Movie Review: For Your Consideration
By now we all know what the Guest movies entail; common people with delusions of grandeur sent up documentary-style, a genre that has been dubbed “mockumentary.” Largely improvisational and made with the immediacy of documentaries, the movies also had a sense of reality that made the humor hit home. What happens when you take away that style, and go after the wrong target?
Because that’s what Guest’s For Your Consideration does. It foresakes the documentary feel and goes for a more conventional storytelling method, instantly taking us out of the “reality” of the situations. There are numerous targets in the film, but the one on which it should have focused may have fallen victim to, believe it or not, ego, which the Guest movies are good at skewering.
In this, a small film called Home for Purim is getting made for the usual reason: a paycheck. Actors Marilyn Hack (ha! Catherine O’Hara), Victor Allan Miller (Harry Shearer), Callie Webb (Parker Posey), and Brian Chubb (Christopher Moynihan) are all in the ridiculous story of family home for a Jewish holiday. An ailing mother, caring father, a Naval officer, and his lesbian sister all mixed into the conventions of a modern-day melodrama. There’s a small mention on an inconsequential film website that Hack’s performance is Oscar-worthy, and buzz starts building. The buzz is mostly covered by an Entertainment Tonight-style show starring Cindy Martin (Jane Lynch, stealing the entire thing with posture alone) and Chuck Porter (Fred Willard, in his now rather tired naive schlub act), and the performers, the publicist (John Michael Higgins), the agent (Levy), and all concerned get high hopes before the Oscar nominations are announced. There’s a horde of other comic actors, including Ricky Gervais, lending their support. It doesn’t help.
Any good satire is based in truth, and the film often goes so far beyond the realm of what we the public recognize as pretentious melodramas, self-involved actors, their “yes” men, and clueless media types, that the humor is sucked out well before the punchlines. It seems like every time I see a movie satirizing melodrama, much like the film In & Out did a few years ago in its Oscar send-up, the movie clips are all wrong. For Your Consideration commits these same sins to an audience who supposedly knows better, and it’s insulting when a satire telegraphs that the performers know they’re in on the joke. This sort of self-awareness is what kills the truth and more importantly the humor.
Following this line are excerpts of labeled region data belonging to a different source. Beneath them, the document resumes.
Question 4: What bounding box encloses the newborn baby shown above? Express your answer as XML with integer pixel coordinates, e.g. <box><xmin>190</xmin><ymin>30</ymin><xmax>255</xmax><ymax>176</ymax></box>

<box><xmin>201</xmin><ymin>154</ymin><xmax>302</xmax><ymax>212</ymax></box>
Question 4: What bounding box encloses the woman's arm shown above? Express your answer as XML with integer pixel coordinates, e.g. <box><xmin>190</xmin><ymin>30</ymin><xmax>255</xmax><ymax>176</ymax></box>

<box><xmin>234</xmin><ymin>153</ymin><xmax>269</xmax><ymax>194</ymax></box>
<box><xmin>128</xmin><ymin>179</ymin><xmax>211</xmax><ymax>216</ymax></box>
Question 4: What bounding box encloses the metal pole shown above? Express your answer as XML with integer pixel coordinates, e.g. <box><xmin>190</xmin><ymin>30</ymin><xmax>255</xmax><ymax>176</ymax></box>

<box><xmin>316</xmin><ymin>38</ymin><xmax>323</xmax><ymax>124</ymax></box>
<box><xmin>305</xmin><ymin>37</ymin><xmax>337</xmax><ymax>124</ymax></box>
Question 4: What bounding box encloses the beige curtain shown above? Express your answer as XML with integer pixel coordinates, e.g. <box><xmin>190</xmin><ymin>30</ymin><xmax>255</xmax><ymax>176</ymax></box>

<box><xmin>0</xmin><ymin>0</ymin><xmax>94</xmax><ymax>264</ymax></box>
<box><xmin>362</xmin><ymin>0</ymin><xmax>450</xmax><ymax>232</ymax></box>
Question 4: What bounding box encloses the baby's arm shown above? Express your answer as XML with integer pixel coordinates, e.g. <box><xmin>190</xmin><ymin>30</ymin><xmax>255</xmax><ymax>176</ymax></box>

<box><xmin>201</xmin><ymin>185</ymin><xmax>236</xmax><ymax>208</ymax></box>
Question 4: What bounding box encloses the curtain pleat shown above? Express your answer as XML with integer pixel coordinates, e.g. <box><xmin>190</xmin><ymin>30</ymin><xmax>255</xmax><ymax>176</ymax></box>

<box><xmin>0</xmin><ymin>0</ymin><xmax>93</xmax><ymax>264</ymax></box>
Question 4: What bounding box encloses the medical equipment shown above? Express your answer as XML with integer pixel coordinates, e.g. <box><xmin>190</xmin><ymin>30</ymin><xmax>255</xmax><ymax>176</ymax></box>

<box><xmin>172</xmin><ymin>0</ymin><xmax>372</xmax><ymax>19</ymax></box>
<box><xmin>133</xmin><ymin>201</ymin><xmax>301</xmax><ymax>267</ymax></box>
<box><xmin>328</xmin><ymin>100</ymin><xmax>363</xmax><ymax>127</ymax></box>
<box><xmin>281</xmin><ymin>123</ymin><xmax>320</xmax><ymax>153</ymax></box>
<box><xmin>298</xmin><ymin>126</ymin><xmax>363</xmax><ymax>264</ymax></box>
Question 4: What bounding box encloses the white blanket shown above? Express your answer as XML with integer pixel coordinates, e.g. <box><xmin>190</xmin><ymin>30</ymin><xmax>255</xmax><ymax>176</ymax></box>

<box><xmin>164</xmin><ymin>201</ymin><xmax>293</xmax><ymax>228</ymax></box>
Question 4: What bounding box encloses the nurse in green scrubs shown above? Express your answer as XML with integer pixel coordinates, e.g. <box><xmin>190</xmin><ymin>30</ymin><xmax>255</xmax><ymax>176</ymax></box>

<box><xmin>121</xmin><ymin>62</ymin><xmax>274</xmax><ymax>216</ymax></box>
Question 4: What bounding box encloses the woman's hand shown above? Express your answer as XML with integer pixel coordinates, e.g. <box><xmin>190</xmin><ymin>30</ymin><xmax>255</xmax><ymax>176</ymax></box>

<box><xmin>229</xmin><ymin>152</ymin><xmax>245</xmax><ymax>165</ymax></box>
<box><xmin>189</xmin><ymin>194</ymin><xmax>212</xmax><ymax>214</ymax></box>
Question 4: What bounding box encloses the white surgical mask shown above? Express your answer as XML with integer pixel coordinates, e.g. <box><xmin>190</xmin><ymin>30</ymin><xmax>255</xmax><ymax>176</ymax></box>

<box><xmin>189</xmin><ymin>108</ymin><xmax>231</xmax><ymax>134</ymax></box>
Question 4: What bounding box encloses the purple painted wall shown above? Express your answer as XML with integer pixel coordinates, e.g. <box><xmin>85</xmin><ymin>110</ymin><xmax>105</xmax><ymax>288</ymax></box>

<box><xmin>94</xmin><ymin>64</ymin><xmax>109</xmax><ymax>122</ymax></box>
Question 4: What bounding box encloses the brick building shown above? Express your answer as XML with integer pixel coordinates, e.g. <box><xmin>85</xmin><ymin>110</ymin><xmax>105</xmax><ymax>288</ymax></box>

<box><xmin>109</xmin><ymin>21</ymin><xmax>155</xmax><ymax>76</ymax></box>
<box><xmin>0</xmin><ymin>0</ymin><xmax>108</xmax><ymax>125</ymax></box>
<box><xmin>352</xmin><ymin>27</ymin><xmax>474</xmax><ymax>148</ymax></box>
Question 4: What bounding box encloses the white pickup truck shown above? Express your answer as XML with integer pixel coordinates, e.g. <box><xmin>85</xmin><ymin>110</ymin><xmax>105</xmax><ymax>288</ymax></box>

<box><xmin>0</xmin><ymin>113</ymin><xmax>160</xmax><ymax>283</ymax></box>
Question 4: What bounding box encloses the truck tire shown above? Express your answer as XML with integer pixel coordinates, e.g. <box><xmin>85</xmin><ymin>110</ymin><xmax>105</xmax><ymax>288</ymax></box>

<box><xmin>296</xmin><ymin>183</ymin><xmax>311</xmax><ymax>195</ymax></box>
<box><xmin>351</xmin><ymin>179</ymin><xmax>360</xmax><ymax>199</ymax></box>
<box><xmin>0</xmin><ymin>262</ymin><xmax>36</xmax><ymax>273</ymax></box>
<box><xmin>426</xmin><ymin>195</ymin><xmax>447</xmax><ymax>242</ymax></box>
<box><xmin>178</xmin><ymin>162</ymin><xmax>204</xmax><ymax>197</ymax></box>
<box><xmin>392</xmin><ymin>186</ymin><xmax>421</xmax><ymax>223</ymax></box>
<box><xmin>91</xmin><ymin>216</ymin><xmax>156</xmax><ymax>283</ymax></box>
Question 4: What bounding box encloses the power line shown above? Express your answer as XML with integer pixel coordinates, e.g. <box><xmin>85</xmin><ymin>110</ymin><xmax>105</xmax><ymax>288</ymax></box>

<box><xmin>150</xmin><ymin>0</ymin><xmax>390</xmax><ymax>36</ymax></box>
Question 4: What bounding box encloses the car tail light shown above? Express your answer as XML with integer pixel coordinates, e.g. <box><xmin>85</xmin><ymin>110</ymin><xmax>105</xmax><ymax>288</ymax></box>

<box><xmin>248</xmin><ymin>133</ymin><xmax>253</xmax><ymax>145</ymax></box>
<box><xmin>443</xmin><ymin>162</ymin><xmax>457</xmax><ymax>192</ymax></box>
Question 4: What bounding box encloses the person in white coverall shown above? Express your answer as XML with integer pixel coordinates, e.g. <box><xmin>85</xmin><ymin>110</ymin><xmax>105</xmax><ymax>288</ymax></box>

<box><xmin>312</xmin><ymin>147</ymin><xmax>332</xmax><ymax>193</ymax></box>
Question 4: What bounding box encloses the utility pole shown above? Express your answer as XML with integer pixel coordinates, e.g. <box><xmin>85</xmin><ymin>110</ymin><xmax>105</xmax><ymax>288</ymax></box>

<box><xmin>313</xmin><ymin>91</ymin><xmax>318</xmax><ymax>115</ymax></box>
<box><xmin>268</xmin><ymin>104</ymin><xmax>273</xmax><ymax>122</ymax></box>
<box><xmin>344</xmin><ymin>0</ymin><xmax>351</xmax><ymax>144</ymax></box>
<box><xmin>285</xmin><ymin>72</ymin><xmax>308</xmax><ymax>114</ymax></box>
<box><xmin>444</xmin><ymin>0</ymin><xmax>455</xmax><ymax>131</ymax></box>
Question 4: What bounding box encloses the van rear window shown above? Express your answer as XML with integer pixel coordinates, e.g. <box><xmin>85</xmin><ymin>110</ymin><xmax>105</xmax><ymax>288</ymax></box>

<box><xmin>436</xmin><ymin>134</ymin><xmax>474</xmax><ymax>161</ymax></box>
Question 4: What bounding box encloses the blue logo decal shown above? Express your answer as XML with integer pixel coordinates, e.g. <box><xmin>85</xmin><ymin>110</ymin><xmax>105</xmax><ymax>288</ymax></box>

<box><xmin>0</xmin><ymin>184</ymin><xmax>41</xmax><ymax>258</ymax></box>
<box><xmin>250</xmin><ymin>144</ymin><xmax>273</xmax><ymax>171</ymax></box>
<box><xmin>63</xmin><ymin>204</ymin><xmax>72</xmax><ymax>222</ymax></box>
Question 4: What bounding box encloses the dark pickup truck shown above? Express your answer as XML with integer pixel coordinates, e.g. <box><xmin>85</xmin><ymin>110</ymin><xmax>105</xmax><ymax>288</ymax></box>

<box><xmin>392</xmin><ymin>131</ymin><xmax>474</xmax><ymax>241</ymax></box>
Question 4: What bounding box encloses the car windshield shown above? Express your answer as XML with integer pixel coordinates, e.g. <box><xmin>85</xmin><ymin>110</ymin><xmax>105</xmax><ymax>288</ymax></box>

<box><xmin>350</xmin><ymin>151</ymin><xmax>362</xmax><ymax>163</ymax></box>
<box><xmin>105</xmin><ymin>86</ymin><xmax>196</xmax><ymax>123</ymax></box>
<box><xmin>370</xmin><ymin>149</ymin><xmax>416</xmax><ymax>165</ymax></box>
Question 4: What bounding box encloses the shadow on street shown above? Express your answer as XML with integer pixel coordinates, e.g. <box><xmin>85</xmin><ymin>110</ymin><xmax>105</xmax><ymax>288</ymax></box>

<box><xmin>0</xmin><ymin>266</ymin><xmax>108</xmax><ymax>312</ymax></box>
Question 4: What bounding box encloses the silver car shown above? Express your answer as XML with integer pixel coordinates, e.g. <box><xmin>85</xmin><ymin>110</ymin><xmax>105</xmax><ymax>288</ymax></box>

To elaborate, none of the films, especially not Home for Purim, would ever be considered for an Oscar nomination, for anything. Hold on a sec, I can already hear the “That’s the point!” from someone who likes this movie who might happen across my review. If that’s the point, then we come back to the truth of the matter. We can debate all the time about movies and performances that are getting consideration for Oscars, but usually the movies or performances in the debate are worthy of consideration, stuffy opinions excluded.
Where the movie should have made its “behind-the-scenes” hay was with the media and those responsible for the buzz, not the actors of Home for Purim. Yes, For Your Consideration goes right after the media, a whole bunch in fact, but not nearly enough and it’s certainly not the focus. The title of the movie suggests we will be seeing the ridiculous Oscar campaigns of the studios, the load of swag given to the Academy members, even the “for your consideration” ads put in magazines for movies that were never made for awards in the first place. And that would have been an interesting one-two punch, one that makes sense. Instead, it’s Waiting for Guffman with film instead of a stage, and silence instead of laughter.
It’s such a disappointment. One who acquits herself is Jane Lynch, though. I probably laughed at her more than any other performer combined. Too bad she wasn’t one of the main characters.